Com efeito, em juízo de liminar, vislumbro relevância nos argumentos trazidos pelo recorrente, eis que, ao pretender importar pneus usados em condições técnicas de reforma condicionada à exportação prévia de pneus inservíveis para destinação final nos países que exportam pneus reformáveis, parece-me que atendeu a recorrente ao decidido pelo Eg. STF no julgamento da STA nº 171/07.

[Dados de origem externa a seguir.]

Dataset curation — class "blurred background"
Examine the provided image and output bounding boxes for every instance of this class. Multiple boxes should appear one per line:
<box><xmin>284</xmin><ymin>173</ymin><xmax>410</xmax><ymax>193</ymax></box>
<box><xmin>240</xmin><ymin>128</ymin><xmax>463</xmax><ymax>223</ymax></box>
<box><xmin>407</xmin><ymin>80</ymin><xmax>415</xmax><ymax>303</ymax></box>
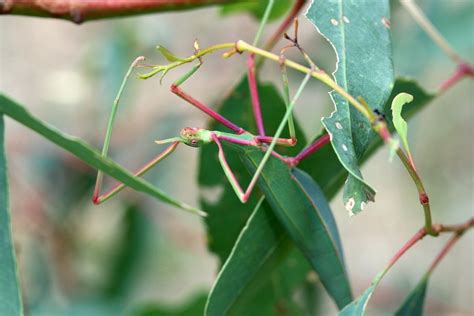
<box><xmin>0</xmin><ymin>0</ymin><xmax>474</xmax><ymax>315</ymax></box>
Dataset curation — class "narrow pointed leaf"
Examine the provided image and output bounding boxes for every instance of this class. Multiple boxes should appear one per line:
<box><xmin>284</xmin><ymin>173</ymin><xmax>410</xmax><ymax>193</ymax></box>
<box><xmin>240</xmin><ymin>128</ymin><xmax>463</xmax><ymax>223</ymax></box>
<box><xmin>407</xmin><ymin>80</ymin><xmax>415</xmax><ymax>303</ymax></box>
<box><xmin>395</xmin><ymin>274</ymin><xmax>429</xmax><ymax>316</ymax></box>
<box><xmin>200</xmin><ymin>79</ymin><xmax>433</xmax><ymax>314</ymax></box>
<box><xmin>244</xmin><ymin>150</ymin><xmax>352</xmax><ymax>308</ymax></box>
<box><xmin>306</xmin><ymin>0</ymin><xmax>394</xmax><ymax>215</ymax></box>
<box><xmin>199</xmin><ymin>76</ymin><xmax>310</xmax><ymax>315</ymax></box>
<box><xmin>0</xmin><ymin>113</ymin><xmax>23</xmax><ymax>315</ymax></box>
<box><xmin>392</xmin><ymin>92</ymin><xmax>413</xmax><ymax>156</ymax></box>
<box><xmin>156</xmin><ymin>45</ymin><xmax>184</xmax><ymax>62</ymax></box>
<box><xmin>206</xmin><ymin>197</ymin><xmax>309</xmax><ymax>316</ymax></box>
<box><xmin>0</xmin><ymin>94</ymin><xmax>205</xmax><ymax>215</ymax></box>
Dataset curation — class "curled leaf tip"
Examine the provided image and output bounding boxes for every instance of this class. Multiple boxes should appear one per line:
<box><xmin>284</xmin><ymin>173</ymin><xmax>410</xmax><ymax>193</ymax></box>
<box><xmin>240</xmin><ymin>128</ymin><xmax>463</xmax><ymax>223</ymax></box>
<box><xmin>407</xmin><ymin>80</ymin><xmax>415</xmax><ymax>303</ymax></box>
<box><xmin>156</xmin><ymin>45</ymin><xmax>184</xmax><ymax>62</ymax></box>
<box><xmin>392</xmin><ymin>92</ymin><xmax>413</xmax><ymax>156</ymax></box>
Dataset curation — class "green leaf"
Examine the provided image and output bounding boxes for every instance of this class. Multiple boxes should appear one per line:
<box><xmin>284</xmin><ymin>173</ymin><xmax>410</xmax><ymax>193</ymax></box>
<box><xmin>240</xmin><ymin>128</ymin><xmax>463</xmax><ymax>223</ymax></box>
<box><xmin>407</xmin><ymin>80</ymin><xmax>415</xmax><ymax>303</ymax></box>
<box><xmin>156</xmin><ymin>45</ymin><xmax>185</xmax><ymax>62</ymax></box>
<box><xmin>395</xmin><ymin>274</ymin><xmax>429</xmax><ymax>316</ymax></box>
<box><xmin>200</xmin><ymin>79</ymin><xmax>433</xmax><ymax>315</ymax></box>
<box><xmin>339</xmin><ymin>271</ymin><xmax>386</xmax><ymax>316</ymax></box>
<box><xmin>0</xmin><ymin>94</ymin><xmax>205</xmax><ymax>215</ymax></box>
<box><xmin>198</xmin><ymin>76</ymin><xmax>306</xmax><ymax>263</ymax></box>
<box><xmin>306</xmin><ymin>0</ymin><xmax>394</xmax><ymax>215</ymax></box>
<box><xmin>199</xmin><ymin>76</ymin><xmax>310</xmax><ymax>315</ymax></box>
<box><xmin>392</xmin><ymin>92</ymin><xmax>413</xmax><ymax>156</ymax></box>
<box><xmin>206</xmin><ymin>197</ymin><xmax>309</xmax><ymax>315</ymax></box>
<box><xmin>244</xmin><ymin>150</ymin><xmax>352</xmax><ymax>308</ymax></box>
<box><xmin>221</xmin><ymin>0</ymin><xmax>294</xmax><ymax>21</ymax></box>
<box><xmin>0</xmin><ymin>113</ymin><xmax>23</xmax><ymax>315</ymax></box>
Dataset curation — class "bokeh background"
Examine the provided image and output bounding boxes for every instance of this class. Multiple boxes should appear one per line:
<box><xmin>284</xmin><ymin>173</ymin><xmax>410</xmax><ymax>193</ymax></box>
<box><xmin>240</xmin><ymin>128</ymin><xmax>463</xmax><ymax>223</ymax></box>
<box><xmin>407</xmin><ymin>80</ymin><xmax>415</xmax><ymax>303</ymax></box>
<box><xmin>0</xmin><ymin>0</ymin><xmax>474</xmax><ymax>315</ymax></box>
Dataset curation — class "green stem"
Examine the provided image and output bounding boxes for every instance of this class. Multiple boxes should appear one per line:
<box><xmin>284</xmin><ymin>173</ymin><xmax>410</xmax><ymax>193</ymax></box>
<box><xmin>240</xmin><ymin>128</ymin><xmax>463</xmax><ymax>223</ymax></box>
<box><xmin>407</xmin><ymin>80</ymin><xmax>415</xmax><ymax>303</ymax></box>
<box><xmin>249</xmin><ymin>73</ymin><xmax>310</xmax><ymax>195</ymax></box>
<box><xmin>253</xmin><ymin>0</ymin><xmax>274</xmax><ymax>46</ymax></box>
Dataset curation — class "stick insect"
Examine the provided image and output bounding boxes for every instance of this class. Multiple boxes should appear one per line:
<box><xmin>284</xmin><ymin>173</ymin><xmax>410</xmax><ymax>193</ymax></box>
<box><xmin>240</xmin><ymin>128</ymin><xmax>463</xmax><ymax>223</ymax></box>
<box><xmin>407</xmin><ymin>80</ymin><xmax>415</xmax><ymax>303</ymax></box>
<box><xmin>93</xmin><ymin>21</ymin><xmax>329</xmax><ymax>215</ymax></box>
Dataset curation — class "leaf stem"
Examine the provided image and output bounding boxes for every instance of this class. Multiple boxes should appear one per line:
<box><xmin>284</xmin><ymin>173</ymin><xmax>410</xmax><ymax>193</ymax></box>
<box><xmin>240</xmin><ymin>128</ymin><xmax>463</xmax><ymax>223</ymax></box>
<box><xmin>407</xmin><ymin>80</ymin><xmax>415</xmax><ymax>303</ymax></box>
<box><xmin>400</xmin><ymin>0</ymin><xmax>463</xmax><ymax>64</ymax></box>
<box><xmin>262</xmin><ymin>0</ymin><xmax>306</xmax><ymax>51</ymax></box>
<box><xmin>439</xmin><ymin>62</ymin><xmax>474</xmax><ymax>93</ymax></box>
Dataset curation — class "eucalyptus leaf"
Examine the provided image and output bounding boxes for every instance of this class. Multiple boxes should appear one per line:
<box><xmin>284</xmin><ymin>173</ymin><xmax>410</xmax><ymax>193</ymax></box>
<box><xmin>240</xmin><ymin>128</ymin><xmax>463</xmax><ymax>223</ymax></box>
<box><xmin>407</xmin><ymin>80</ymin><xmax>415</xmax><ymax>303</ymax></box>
<box><xmin>198</xmin><ymin>76</ymin><xmax>310</xmax><ymax>315</ymax></box>
<box><xmin>339</xmin><ymin>271</ymin><xmax>387</xmax><ymax>316</ymax></box>
<box><xmin>0</xmin><ymin>113</ymin><xmax>23</xmax><ymax>315</ymax></box>
<box><xmin>395</xmin><ymin>274</ymin><xmax>429</xmax><ymax>316</ymax></box>
<box><xmin>244</xmin><ymin>150</ymin><xmax>352</xmax><ymax>308</ymax></box>
<box><xmin>206</xmin><ymin>197</ymin><xmax>309</xmax><ymax>315</ymax></box>
<box><xmin>306</xmin><ymin>0</ymin><xmax>394</xmax><ymax>215</ymax></box>
<box><xmin>221</xmin><ymin>0</ymin><xmax>294</xmax><ymax>21</ymax></box>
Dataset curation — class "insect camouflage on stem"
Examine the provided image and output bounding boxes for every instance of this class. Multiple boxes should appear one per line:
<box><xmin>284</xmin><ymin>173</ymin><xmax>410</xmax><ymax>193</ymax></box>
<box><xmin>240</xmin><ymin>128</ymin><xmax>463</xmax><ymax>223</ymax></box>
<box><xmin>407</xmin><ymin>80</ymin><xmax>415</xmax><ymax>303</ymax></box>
<box><xmin>93</xmin><ymin>21</ymin><xmax>329</xmax><ymax>215</ymax></box>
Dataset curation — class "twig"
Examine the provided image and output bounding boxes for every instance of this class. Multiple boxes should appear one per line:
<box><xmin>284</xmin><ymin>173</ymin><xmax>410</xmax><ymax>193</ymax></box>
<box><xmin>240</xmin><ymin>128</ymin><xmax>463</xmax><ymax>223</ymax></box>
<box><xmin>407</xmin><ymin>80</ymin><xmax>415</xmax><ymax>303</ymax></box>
<box><xmin>439</xmin><ymin>63</ymin><xmax>474</xmax><ymax>93</ymax></box>
<box><xmin>400</xmin><ymin>0</ymin><xmax>463</xmax><ymax>64</ymax></box>
<box><xmin>0</xmin><ymin>0</ymin><xmax>237</xmax><ymax>24</ymax></box>
<box><xmin>263</xmin><ymin>0</ymin><xmax>306</xmax><ymax>50</ymax></box>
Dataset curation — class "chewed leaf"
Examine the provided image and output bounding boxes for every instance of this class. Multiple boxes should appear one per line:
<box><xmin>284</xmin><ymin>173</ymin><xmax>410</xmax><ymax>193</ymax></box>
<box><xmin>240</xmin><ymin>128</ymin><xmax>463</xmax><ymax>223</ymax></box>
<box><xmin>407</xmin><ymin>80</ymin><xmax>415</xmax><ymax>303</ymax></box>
<box><xmin>306</xmin><ymin>0</ymin><xmax>394</xmax><ymax>214</ymax></box>
<box><xmin>392</xmin><ymin>92</ymin><xmax>413</xmax><ymax>156</ymax></box>
<box><xmin>156</xmin><ymin>45</ymin><xmax>185</xmax><ymax>63</ymax></box>
<box><xmin>0</xmin><ymin>112</ymin><xmax>23</xmax><ymax>315</ymax></box>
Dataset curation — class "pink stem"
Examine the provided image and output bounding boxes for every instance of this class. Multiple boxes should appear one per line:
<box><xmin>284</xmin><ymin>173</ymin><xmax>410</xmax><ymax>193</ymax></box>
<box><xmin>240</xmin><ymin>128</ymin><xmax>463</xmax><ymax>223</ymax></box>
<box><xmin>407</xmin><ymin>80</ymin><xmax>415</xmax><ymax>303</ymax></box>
<box><xmin>0</xmin><ymin>0</ymin><xmax>237</xmax><ymax>23</ymax></box>
<box><xmin>171</xmin><ymin>84</ymin><xmax>245</xmax><ymax>134</ymax></box>
<box><xmin>92</xmin><ymin>142</ymin><xmax>179</xmax><ymax>205</ymax></box>
<box><xmin>439</xmin><ymin>63</ymin><xmax>474</xmax><ymax>92</ymax></box>
<box><xmin>264</xmin><ymin>0</ymin><xmax>306</xmax><ymax>50</ymax></box>
<box><xmin>247</xmin><ymin>54</ymin><xmax>265</xmax><ymax>136</ymax></box>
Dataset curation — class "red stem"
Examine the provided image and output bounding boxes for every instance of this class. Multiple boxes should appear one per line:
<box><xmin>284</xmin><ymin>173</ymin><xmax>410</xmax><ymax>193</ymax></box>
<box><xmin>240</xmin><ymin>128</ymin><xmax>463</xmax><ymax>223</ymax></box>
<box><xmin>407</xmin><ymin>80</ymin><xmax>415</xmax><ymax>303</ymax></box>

In casu, afiguram-se-me irrefutáveis as considerações desenvolvidas a fls. 35/7, verbis:

"Para José Cretella Júnior "se não houver motivo, não existe o ato administrativo".19 Para o mesmo jurista "quando o ato administrativo se funda em motivos ou em pressupostos, de fato, sem a consideração dos quais, da sua existência, da sua procedência, da sua veracidade ou autenticidade, não seria editado, uma vez verificada a inexistência dos fatos ou a improcedência dos motivos, deixa de subsistir o ato que neles se fundava".
Ora, se a proibição de importação preconizada pela Portaria SECEX nº 25/2008 e pela Resolução CONAMA nº 23/96, teve como motivo impedir os custos e danos ambientais derivados da acumulação, transporte e destinação final dos pneus inservíveis no Brasil, a iniciativa da autora exportar os pneus inservíveis para tratamento em outros países elimina o motivo da proibição.

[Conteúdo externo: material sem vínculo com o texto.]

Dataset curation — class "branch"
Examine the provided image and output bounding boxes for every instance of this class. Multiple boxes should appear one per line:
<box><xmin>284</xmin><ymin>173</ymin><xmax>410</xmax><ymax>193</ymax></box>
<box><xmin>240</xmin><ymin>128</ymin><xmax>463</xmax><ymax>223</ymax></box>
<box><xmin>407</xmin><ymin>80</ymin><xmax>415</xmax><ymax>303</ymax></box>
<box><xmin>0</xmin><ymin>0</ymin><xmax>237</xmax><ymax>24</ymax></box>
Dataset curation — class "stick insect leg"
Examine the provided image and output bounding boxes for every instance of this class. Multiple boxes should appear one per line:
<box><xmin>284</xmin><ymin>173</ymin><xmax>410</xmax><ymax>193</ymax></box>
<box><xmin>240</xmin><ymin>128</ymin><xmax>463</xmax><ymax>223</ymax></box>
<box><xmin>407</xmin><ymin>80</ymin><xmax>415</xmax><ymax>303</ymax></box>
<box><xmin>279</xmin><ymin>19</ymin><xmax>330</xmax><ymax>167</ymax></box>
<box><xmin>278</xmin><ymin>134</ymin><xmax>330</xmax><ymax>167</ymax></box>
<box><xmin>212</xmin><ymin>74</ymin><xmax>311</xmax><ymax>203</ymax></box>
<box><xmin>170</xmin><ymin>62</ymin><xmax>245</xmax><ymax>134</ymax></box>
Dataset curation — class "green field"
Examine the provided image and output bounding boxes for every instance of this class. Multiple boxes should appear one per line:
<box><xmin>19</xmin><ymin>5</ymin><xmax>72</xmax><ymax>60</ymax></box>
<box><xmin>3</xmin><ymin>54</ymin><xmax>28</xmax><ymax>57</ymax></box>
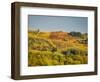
<box><xmin>28</xmin><ymin>30</ymin><xmax>88</xmax><ymax>66</ymax></box>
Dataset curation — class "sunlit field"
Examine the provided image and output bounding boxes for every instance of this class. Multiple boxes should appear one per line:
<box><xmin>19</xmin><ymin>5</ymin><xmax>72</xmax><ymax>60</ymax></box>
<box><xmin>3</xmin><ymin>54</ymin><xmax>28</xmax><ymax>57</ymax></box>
<box><xmin>28</xmin><ymin>29</ymin><xmax>88</xmax><ymax>66</ymax></box>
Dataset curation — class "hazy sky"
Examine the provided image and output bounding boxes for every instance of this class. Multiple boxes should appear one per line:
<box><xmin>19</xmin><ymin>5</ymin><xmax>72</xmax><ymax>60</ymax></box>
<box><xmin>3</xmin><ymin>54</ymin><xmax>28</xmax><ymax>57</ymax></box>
<box><xmin>28</xmin><ymin>15</ymin><xmax>88</xmax><ymax>33</ymax></box>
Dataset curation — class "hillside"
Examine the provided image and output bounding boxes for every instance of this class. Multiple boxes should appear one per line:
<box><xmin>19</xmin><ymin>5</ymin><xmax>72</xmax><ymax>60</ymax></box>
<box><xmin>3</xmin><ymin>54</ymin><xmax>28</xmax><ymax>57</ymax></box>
<box><xmin>28</xmin><ymin>31</ymin><xmax>88</xmax><ymax>66</ymax></box>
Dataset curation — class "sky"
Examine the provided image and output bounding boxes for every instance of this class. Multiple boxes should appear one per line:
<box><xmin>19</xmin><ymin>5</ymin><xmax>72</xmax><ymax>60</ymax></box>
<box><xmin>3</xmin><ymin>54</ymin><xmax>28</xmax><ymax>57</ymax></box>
<box><xmin>28</xmin><ymin>15</ymin><xmax>88</xmax><ymax>33</ymax></box>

Ainda em José Cretella Júnior "para os atos de polícia (de reunião, de associação, de pensamento, edilícia, higiênica, mortuária) ocorrerá inexistência material de motivos, quando as alegadas perturbações sociais à ordem, à segurança, à saúde, que se pensava existirem, na realidade não existem".

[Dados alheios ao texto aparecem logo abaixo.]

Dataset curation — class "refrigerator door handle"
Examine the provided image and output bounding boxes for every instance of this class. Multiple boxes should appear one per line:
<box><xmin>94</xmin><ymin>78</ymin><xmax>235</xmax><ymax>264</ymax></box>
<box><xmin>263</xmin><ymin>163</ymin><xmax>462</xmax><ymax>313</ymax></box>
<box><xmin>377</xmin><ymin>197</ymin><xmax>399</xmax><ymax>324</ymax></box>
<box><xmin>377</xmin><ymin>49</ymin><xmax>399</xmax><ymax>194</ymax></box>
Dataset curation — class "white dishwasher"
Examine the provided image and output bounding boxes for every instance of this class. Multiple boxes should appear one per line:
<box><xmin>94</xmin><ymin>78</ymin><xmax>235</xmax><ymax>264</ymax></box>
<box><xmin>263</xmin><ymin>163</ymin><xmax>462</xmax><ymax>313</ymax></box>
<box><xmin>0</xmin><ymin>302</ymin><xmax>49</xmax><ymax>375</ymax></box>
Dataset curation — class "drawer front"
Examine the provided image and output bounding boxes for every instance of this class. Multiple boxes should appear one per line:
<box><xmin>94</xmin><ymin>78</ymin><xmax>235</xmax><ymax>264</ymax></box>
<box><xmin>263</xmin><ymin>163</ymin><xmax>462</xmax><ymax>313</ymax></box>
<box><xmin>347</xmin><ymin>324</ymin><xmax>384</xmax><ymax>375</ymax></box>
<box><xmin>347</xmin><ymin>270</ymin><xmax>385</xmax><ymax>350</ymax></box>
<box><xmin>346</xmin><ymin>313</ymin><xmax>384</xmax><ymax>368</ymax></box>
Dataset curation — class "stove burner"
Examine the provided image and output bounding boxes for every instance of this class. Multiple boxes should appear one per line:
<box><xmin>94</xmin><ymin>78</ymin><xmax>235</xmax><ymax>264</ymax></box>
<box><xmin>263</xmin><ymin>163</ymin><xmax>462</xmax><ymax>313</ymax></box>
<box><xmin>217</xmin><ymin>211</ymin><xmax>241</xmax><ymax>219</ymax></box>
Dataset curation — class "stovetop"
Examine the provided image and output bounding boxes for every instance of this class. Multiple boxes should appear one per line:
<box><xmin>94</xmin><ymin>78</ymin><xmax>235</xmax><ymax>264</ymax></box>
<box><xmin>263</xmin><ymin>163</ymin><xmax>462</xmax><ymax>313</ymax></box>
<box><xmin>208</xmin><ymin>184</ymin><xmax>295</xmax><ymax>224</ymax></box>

No mesmo sentido Maria Sylvia Zanella di Pietro aduz que o "pressuposto de fato, como o próprio nome indica, corresponde ao conjunto de circunstâncias, de acontecimentos, de situações que levam a Administração a praticar o ato".22 Uma vez inexistentes, não há porque a Administração praticar o ato de proibir se aquelas circunstâncias, acontecimentos ou situações não se operam, deixam de ocorrer ou são diferentes daquelas imaginadas pela Administração.

Assim, o motivo dos atos administrativos em questão (Portaria SECEX nº 25/2008 e Resolução CONAMA nº 23/96), é o conjunto das circunstâncias que levaram a Administração a praticar estes atos.

Os atos administrativos "vinculam-se aos seus fundamentos e acompanham a sorte destes pela Teoria dos Motivos Determinantes". (STJ, MS 8958/DF, Relator o Ministro PAULO MEDINA, Terceira Seção, DJ, 20.02.2006, p. 200).
Cite-se ainda que "ao motivar o ato administrativo, a Administração ficou vinculada aos motivos ali expostos, para todos os efeitos jurídicos. Tem aí aplicação a denominada teoria dos motivos determinantes, que preconiza a vinculação da Administração aos motivos ou pressupostos que serviram de fundamento ao ato. A motivação é que legítima e confere validade ao ato administrativo discricionário". (ROMS 10165/DF ; RECURSO ORDINARIO EM MANDADO DE SEGURANÇA 1998/0065086-5; FONTE: DJ DATA:04/03/2002; RELATOR MIN. VICENTE LEAL; ÓRGÃO JULGADOR: SEXTA TURMA).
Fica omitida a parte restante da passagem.